Table 1 Functional annotation of predicted genes from metagenomics samples using carbohydrate-active enzymes (CAZyme) and UniProt databases.

Comparison of the annotated genes across the four samples revealed that not all biological processes are equally distributed. In baby spinach, we identified a high frequency of reads assigned to processes including the pectin catabolism, glycerol ether metabolism, trehalose biosynthesis, L-threonine catabolism to glycine, and L-serine biosynthetic process compared to the other samples.
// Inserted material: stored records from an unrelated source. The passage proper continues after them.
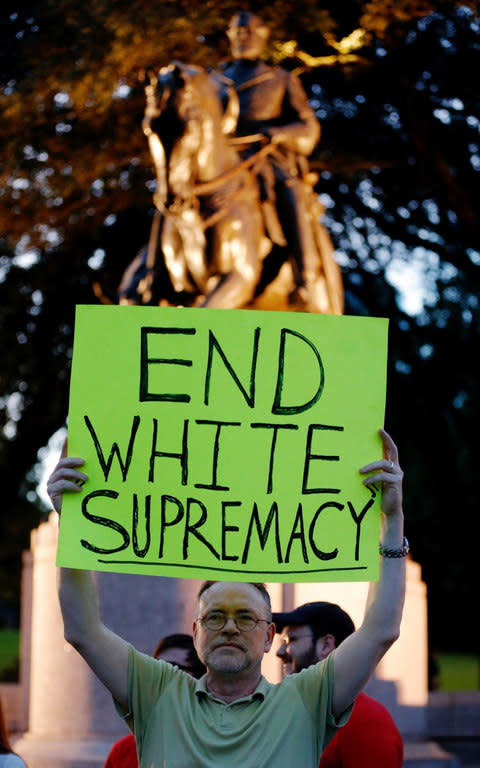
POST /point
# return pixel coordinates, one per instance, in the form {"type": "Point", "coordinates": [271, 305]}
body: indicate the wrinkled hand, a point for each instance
{"type": "Point", "coordinates": [65, 477]}
{"type": "Point", "coordinates": [388, 472]}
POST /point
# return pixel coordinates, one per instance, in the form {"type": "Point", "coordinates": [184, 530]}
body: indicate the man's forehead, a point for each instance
{"type": "Point", "coordinates": [295, 629]}
{"type": "Point", "coordinates": [246, 19]}
{"type": "Point", "coordinates": [229, 594]}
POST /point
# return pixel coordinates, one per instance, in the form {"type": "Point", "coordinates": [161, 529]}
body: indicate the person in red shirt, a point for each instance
{"type": "Point", "coordinates": [370, 738]}
{"type": "Point", "coordinates": [178, 650]}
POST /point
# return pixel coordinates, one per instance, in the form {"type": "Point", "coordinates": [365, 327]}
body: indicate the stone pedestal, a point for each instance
{"type": "Point", "coordinates": [71, 719]}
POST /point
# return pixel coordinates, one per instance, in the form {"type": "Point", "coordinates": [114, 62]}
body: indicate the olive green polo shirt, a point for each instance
{"type": "Point", "coordinates": [179, 724]}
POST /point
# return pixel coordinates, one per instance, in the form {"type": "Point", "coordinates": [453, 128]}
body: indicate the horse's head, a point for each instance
{"type": "Point", "coordinates": [184, 123]}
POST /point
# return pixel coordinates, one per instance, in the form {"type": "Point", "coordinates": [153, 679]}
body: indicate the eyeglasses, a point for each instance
{"type": "Point", "coordinates": [217, 620]}
{"type": "Point", "coordinates": [286, 640]}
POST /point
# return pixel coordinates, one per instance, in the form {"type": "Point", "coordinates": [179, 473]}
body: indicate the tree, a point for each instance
{"type": "Point", "coordinates": [398, 171]}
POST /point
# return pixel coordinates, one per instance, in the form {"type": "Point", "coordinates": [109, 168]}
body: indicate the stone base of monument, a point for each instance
{"type": "Point", "coordinates": [70, 716]}
{"type": "Point", "coordinates": [48, 752]}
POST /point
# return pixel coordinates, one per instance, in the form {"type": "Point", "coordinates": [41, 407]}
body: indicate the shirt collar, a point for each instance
{"type": "Point", "coordinates": [260, 691]}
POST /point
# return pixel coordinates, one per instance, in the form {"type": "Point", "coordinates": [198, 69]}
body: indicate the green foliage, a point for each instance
{"type": "Point", "coordinates": [458, 672]}
{"type": "Point", "coordinates": [398, 163]}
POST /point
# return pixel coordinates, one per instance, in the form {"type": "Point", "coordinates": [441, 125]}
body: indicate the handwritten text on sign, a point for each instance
{"type": "Point", "coordinates": [225, 443]}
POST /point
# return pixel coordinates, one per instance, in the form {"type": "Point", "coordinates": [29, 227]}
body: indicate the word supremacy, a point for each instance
{"type": "Point", "coordinates": [226, 453]}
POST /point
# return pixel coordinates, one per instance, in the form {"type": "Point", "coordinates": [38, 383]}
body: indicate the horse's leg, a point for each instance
{"type": "Point", "coordinates": [239, 248]}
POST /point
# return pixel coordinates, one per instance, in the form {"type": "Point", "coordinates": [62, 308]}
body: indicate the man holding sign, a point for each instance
{"type": "Point", "coordinates": [233, 716]}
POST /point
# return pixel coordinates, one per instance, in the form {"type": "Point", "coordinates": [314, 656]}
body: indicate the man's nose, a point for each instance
{"type": "Point", "coordinates": [282, 651]}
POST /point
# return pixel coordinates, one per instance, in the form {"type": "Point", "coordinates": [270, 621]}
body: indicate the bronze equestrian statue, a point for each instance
{"type": "Point", "coordinates": [234, 198]}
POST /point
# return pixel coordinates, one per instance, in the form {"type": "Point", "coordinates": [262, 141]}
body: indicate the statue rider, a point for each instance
{"type": "Point", "coordinates": [273, 108]}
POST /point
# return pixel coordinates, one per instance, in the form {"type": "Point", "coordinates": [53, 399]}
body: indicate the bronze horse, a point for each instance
{"type": "Point", "coordinates": [208, 244]}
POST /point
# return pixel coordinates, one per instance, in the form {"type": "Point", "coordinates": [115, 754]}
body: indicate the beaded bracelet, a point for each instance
{"type": "Point", "coordinates": [402, 552]}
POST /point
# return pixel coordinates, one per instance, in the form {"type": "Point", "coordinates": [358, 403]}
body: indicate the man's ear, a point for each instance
{"type": "Point", "coordinates": [324, 645]}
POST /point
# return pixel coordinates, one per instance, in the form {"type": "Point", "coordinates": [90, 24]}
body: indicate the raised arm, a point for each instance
{"type": "Point", "coordinates": [104, 651]}
{"type": "Point", "coordinates": [356, 658]}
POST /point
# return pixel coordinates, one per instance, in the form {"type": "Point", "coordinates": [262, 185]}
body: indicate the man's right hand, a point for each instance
{"type": "Point", "coordinates": [65, 477]}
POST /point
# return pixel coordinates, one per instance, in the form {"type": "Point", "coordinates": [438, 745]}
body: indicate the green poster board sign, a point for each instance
{"type": "Point", "coordinates": [225, 444]}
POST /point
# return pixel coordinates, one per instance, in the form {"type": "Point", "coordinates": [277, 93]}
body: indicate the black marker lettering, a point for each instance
{"type": "Point", "coordinates": [309, 456]}
{"type": "Point", "coordinates": [214, 486]}
{"type": "Point", "coordinates": [145, 361]}
{"type": "Point", "coordinates": [289, 409]}
{"type": "Point", "coordinates": [300, 535]}
{"type": "Point", "coordinates": [105, 521]}
{"type": "Point", "coordinates": [193, 528]}
{"type": "Point", "coordinates": [311, 532]}
{"type": "Point", "coordinates": [358, 521]}
{"type": "Point", "coordinates": [213, 344]}
{"type": "Point", "coordinates": [225, 528]}
{"type": "Point", "coordinates": [263, 534]}
{"type": "Point", "coordinates": [164, 522]}
{"type": "Point", "coordinates": [182, 456]}
{"type": "Point", "coordinates": [115, 450]}
{"type": "Point", "coordinates": [275, 428]}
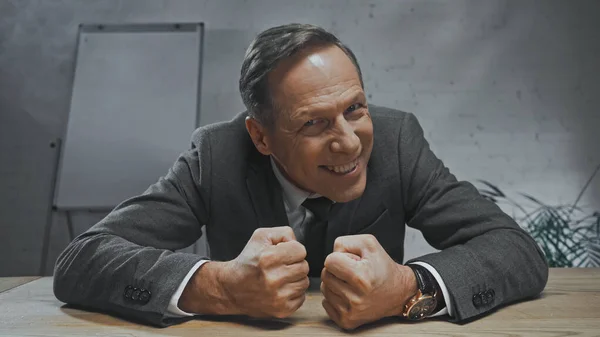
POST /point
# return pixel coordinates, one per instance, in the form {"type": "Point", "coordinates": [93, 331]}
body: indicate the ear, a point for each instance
{"type": "Point", "coordinates": [259, 135]}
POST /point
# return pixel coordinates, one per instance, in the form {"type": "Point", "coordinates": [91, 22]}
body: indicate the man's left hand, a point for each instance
{"type": "Point", "coordinates": [361, 283]}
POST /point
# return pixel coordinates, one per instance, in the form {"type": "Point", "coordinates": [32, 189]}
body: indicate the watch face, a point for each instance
{"type": "Point", "coordinates": [423, 308]}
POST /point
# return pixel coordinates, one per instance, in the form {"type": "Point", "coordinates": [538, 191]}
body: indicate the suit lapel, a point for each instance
{"type": "Point", "coordinates": [265, 192]}
{"type": "Point", "coordinates": [348, 218]}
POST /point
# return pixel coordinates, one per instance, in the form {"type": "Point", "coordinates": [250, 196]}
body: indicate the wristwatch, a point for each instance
{"type": "Point", "coordinates": [424, 302]}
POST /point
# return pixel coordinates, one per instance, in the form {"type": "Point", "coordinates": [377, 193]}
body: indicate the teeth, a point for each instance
{"type": "Point", "coordinates": [343, 168]}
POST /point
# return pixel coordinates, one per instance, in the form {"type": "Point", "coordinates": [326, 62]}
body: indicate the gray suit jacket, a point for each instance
{"type": "Point", "coordinates": [223, 183]}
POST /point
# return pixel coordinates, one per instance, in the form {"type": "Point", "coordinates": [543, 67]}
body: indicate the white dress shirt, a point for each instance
{"type": "Point", "coordinates": [298, 218]}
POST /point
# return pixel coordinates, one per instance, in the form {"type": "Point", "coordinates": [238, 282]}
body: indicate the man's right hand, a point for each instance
{"type": "Point", "coordinates": [268, 279]}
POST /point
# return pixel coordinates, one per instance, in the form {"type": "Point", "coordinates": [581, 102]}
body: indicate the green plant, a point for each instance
{"type": "Point", "coordinates": [568, 235]}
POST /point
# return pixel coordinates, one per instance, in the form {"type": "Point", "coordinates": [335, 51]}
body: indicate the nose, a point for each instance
{"type": "Point", "coordinates": [345, 140]}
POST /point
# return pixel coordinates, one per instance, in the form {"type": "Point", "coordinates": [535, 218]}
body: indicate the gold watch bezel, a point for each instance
{"type": "Point", "coordinates": [417, 299]}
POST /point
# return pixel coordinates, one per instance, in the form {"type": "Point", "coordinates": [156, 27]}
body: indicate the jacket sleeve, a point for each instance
{"type": "Point", "coordinates": [486, 260]}
{"type": "Point", "coordinates": [126, 264]}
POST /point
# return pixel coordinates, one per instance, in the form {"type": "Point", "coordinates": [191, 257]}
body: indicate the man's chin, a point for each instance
{"type": "Point", "coordinates": [346, 195]}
In figs, we found that the xyloglucan metabolism and the poly-hydroxybutyrate biosynthesis were more frequent. In tomatoes, glyoxylate catabolism was more frequent in comparison with the other samples.

We also identified the presence of metabolic pathways associated with human gut microbiome homeostasis including biosynthesis of glutamate, terpenoids, riboflavin, thiamine, folic acid, glutamine, and biotin. Carotenoid biosynthetic process was present in all samples, except in green olives, while response to redox state, lactose metabolic process, as well as lipoteichoic acid, teichoic acid, and isopentenyl diphosphate biosynthetic process was identified only in green olives. Overall, these data revealed the Edible Plant Microbiome harbors a diverse genomic repertoire that varies among samples.

Diversity of carbohydrate-active enzymes

To further understand the functional capacity of these plant microbiomes, we investigated the abundance of carbohydrate-active enzymes (CAZymes), a group of enzymes that are involved in the breakdown of plant cell walls with potential for further conversion to beneficial metabolites in the human intestinal tract. CAZymes are categorized based on protein sequence and structural similarities including glycosyltransferases (GTs), glycoside hydrolases (GHs), carbohydrate esterases (CEs), polysaccharide lyases (PLs), auxiliary activities (AA), and carbohydrate-binding modules (CBMs). Putative CAZymes in the plant-associated microbiota characterized in this study were identified using predicted open reading frames (ORFs) from the metagenomes and the CAZymes database38. GHs and GTs were the most abundant CAZymes predicted in the metagenomes (approx. 30 to 57% of the total). Fewer percentages of AAs (approx. 1–6%), CBMs (2–5%), CEs (3–9%), and PLs (1–4%) enzymes were identified in the samples (Table 1 and Supplementary Table 6).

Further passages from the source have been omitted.